I began the process of having trousers made by Salva (-tore Ambrosi) just over a year ago. Since then I’ve had two pairs made – in fresco and flannel – and while the quality of the product has been good, the process hasn’t.
Salva had problems with delivery when he first became popular; trousers were often late or didn’t appear at all. I think it’s important to say first that I have had no problems in that regard. My trousers were always delivered when they were meant to be, and at some points were turned around very quickly.
The problems were with consistency. The first finished pair I received fit very well: the waist was perfect, as were the hips and the length. And this is not a usual occurrence – most tailors find it very hard to get the fit right on my seat and thighs the first time.
But the legs were too wide. This might have been a communication problem with inches v centimetres. But they also weren’t half lined, as I had requested. And they had brace buttons rather than side tabs.
I returned them, and received the corrected pair when Salva was next in London (dealing with Salva directly throughout – not the Armoury). The brace buttons had been removed, and the legs narrowed. But there still weren’t any side tabs, nor a half lining.
An important point here is around communication. It turned out that it wasn’t possible to add side tabs, as there was no more of that piece of the cloth left. But Salva didn’t mention this until I asked why they weren’t there. Customer communication and service like this is something a lot of tailors aren’t good at, but I know they lose customers among bespoke newcomers as a result, and that’s a real shame.
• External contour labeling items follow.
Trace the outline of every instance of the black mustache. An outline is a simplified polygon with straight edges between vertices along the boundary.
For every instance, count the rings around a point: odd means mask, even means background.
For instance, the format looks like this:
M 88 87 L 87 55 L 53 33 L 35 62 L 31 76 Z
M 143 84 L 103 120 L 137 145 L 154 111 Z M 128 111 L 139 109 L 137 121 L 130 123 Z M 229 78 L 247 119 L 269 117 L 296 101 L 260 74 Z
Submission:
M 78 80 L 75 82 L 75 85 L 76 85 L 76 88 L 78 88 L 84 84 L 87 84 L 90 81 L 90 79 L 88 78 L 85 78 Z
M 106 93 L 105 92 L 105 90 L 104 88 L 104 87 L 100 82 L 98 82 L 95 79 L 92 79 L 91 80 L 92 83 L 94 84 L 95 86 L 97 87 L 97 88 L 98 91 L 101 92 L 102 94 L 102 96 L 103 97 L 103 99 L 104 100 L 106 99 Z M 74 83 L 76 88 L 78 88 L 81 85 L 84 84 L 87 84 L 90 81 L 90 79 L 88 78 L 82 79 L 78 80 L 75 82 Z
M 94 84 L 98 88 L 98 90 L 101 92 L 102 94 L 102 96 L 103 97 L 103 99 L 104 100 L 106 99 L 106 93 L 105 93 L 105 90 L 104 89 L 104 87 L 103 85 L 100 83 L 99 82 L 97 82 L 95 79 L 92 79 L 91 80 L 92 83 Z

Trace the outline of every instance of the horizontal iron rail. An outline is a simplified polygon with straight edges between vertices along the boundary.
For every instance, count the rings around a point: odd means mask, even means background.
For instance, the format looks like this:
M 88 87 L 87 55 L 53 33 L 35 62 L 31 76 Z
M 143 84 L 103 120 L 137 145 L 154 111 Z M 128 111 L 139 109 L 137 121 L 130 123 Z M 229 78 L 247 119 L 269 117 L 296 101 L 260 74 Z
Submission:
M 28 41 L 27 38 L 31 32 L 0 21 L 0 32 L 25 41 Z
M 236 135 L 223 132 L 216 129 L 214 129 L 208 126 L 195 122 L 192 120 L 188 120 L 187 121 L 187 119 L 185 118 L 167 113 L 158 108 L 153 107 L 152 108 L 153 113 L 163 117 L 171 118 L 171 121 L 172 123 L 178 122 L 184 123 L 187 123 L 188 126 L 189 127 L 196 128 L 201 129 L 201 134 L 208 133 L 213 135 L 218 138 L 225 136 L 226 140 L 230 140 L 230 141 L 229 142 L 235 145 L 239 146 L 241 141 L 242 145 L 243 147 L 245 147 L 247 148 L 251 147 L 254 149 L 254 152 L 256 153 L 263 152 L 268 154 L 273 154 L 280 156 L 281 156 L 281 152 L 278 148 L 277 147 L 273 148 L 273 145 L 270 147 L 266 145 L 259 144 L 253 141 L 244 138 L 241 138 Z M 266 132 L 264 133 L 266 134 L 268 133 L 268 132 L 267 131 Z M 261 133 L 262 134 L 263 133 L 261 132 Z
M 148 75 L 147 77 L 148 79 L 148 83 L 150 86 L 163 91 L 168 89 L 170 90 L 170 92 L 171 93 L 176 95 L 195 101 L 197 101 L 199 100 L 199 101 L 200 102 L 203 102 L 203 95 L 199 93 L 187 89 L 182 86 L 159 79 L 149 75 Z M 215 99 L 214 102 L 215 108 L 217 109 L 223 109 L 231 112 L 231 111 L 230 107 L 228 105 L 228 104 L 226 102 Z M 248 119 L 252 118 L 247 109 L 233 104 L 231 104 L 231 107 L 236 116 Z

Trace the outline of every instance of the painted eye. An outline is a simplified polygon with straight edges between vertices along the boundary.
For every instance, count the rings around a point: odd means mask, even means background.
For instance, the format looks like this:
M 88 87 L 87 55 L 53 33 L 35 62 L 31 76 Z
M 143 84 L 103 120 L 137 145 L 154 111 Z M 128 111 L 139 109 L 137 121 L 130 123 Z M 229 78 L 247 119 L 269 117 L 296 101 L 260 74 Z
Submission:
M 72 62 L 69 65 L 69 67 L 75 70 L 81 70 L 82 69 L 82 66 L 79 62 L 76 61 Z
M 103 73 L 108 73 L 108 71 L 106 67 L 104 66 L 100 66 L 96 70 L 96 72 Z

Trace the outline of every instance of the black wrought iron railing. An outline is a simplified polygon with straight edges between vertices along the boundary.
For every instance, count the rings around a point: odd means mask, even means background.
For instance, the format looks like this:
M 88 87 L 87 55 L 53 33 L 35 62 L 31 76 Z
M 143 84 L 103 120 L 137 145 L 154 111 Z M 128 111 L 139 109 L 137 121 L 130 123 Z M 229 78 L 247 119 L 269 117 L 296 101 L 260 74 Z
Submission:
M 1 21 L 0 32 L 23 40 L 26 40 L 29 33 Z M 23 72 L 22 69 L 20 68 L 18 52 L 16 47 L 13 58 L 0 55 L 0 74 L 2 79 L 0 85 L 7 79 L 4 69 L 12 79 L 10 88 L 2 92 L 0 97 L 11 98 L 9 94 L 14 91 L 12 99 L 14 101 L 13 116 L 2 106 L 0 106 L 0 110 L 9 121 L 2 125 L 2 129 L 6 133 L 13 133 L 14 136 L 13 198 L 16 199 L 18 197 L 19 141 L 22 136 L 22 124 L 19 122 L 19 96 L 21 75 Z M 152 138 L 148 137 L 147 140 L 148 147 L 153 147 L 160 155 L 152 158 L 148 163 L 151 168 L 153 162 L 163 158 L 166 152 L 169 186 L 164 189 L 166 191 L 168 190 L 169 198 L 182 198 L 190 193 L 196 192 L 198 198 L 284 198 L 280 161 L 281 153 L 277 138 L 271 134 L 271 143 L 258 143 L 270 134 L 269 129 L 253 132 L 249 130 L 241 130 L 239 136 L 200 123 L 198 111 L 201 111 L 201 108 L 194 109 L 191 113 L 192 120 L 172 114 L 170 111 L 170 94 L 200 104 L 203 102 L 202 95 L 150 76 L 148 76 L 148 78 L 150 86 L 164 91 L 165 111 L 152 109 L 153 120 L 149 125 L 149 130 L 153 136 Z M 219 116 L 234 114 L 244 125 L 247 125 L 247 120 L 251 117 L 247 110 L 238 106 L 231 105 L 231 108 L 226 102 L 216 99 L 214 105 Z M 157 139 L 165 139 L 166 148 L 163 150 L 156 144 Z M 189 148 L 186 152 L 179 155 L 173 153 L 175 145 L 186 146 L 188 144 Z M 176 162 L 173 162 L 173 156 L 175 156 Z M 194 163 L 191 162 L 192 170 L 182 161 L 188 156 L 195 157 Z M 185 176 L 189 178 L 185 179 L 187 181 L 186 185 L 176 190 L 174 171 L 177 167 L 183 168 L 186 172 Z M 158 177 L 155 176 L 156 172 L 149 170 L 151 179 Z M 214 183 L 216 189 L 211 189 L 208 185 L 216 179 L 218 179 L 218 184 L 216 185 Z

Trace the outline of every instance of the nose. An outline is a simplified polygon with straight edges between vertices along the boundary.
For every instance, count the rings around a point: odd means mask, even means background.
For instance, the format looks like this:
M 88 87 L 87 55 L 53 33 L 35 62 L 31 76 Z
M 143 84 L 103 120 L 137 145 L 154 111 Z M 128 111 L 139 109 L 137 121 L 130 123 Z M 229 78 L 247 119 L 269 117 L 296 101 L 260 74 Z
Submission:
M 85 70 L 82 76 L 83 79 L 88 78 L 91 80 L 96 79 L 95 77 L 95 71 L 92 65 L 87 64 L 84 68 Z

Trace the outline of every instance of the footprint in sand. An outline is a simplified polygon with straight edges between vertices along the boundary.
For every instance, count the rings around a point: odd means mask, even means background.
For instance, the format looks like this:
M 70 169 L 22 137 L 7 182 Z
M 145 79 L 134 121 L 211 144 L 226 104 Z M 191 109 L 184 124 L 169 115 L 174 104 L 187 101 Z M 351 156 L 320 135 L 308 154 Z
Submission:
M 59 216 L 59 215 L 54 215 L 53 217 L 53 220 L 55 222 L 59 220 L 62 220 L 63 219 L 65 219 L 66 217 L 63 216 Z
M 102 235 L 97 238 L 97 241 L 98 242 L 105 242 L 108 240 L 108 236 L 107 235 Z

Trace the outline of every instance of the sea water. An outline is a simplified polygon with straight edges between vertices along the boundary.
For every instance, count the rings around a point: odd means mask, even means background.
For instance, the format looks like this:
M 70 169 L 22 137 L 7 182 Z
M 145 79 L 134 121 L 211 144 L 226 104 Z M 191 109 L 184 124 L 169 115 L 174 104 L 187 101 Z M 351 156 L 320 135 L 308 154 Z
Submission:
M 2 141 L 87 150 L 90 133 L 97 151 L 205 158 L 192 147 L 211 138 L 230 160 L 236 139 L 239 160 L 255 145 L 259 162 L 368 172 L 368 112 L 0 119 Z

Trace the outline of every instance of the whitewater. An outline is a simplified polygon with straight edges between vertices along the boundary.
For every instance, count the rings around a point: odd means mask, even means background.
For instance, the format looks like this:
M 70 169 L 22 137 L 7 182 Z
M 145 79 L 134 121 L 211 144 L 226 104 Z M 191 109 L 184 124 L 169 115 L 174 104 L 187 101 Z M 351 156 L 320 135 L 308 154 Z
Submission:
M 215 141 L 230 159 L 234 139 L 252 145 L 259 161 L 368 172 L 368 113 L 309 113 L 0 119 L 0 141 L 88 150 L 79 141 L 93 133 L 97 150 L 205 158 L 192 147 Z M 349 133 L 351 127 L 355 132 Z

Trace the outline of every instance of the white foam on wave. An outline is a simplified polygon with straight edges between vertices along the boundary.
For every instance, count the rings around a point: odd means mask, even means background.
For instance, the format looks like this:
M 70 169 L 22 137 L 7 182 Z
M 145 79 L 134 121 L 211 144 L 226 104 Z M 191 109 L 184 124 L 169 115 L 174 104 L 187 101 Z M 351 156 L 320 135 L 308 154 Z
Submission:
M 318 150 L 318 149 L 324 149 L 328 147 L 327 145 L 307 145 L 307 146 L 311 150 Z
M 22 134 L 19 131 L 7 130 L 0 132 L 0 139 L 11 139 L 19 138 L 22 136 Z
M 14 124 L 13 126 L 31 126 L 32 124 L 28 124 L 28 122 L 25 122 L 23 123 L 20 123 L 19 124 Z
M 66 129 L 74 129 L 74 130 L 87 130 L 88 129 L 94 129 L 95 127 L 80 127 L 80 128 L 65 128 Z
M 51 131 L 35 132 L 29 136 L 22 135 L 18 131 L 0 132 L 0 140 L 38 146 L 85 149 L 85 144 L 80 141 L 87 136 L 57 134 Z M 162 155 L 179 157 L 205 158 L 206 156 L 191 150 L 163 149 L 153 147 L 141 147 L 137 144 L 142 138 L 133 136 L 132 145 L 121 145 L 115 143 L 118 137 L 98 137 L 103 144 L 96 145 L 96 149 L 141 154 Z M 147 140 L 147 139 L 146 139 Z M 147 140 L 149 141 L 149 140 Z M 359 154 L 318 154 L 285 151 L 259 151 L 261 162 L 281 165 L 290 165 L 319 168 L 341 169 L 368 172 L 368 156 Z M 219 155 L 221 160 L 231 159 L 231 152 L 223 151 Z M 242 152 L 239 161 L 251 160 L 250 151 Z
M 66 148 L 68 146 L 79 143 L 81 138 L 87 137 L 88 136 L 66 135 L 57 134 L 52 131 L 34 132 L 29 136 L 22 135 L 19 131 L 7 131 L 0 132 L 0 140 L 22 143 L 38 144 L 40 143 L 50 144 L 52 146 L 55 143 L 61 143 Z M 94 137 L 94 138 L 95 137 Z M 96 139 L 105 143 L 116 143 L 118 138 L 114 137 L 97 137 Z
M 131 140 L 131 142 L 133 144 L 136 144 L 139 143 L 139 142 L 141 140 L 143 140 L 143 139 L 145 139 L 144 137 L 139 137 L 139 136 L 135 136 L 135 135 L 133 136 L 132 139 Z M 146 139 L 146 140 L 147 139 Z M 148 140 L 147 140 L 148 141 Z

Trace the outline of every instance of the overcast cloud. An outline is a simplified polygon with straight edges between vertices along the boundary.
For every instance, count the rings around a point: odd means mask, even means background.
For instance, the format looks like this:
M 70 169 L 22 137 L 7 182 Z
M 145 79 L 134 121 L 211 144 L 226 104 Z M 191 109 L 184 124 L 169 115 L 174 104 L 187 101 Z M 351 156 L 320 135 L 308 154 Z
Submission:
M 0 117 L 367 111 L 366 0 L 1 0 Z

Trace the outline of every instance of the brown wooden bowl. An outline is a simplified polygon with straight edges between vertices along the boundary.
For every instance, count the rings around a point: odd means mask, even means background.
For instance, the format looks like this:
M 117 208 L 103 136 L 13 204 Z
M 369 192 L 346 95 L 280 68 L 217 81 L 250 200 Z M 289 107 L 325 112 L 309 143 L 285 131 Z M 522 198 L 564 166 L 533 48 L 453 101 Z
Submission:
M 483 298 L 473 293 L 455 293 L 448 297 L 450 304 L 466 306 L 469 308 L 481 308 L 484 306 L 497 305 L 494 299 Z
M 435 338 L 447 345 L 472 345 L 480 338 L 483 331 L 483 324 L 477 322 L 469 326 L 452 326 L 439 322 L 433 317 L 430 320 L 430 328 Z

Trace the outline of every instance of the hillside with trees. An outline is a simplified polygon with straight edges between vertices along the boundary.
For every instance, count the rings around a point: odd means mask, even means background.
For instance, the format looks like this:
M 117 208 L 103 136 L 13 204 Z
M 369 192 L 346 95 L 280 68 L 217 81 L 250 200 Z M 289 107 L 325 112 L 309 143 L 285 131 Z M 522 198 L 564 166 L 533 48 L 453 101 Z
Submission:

Salva offered to make a second pair, and these were a lot better. A nice grey flannel, with the right measurements and details. The fit wasn’t quite as good – the single pleats that had been suggested opened fully, immediately, and therefore lost any function – but otherwise they were an improvement.
Unfortunately there was still a problem with consistency. I asked for a slightly wider waistband after the fitting, and this wasn’t done on the final trousers.
I know a lot of people that have fantastic trousers from Salva. When he gets it right, he nails it, as they say. But it’s hard to persist when there is this number of errors – particularly when you live in a city where there are so many alternatives.
Price is also an issue. At around €1000, Salva charges about the same as a Savile Row tailor. And of course he has to travel a lot, which has its own costs.
I have been tempted to spend that amount with other tailors when the trousers were absolutely perfect. John Malone at Anderson & Sheppard, for example, probably cut the best trouser pattern for me ever. And my Cifonelli trousers – as you’d expect – are absolutely beautiful.
But it’s very hard to justify that price with the lack of consistency. You’re just not prepared to risk the disappointment.
And particularly with trousers. Like shirts, there is a lot less room for style than with jackets. You want a consistent trouser that you can order up in any new cloth you see. A couple of new linen for the summer; cream flannel and cavalry twill for the winter.
I really like Salva (which shouldn’t be relevant but inevitably is). But on this evidence he can’t be that maker.
Photos: Jamie Ferguson @jkf_man
Note: As with all my photos, I like to shoot things when they have been worn, rather than just pressed to within an inch of their life. I think it’s more realistic. These fresco trousers had been worn for a day and a half since their last press.